9 Aralık 2014 Salı

DÜNYAYI KURTARAN KIZ

Yazar: Ayşegül GENÇ
Yayınevi: Genç Kitaplığı

Ayşegül Genç'e ait okuduğum ilk kitap Metropol Bedevisi idi. Yazarın üslubunu, takıldığı hususları çok sevdiğimi yazmıştım.

İlk kitabın tadı damağımda kaldığı için,  TÜYAP 2014 Fuarın'nda diğer kitaplarını inceledim ve Dünyayı Kurtaran Kız'da karar kıldım.

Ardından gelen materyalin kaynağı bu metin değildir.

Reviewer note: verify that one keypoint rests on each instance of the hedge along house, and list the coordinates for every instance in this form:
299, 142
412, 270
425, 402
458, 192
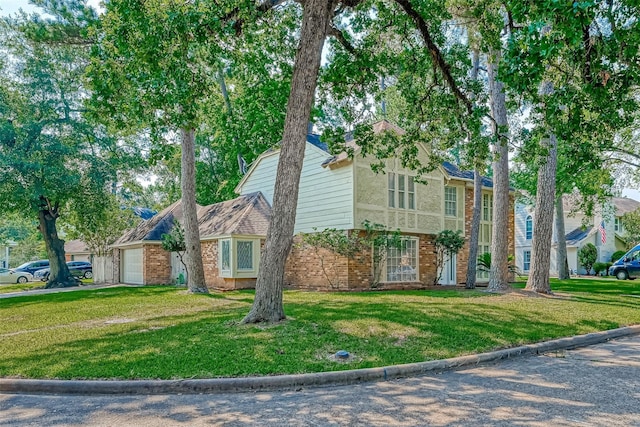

Okumaya başlayıp, sayfalarda ilerledikçe, ilk kitap ile elimdeki arasında konu seçimi, hayata bakış ve anlatım yönlerinden farklılıklar hissettim.
Başlangıçta bu hislere kapılsam da, zaman içinde bu durumu yazarın iç dünyasında yıllar içinde fırtınalar koparan ama dışa vurumu meltem etkisinde kalmış birikimler olarak yorumladım.

Öncelikle kitaptan birkaç alıntı yapıp, sonrasında görüşlerimi paylaşmaya devam edeceğim.

Daha iyisini "alma" kaygımız ne zaman daha iyisini "verme" yönünde evrilecek bilmiyorum.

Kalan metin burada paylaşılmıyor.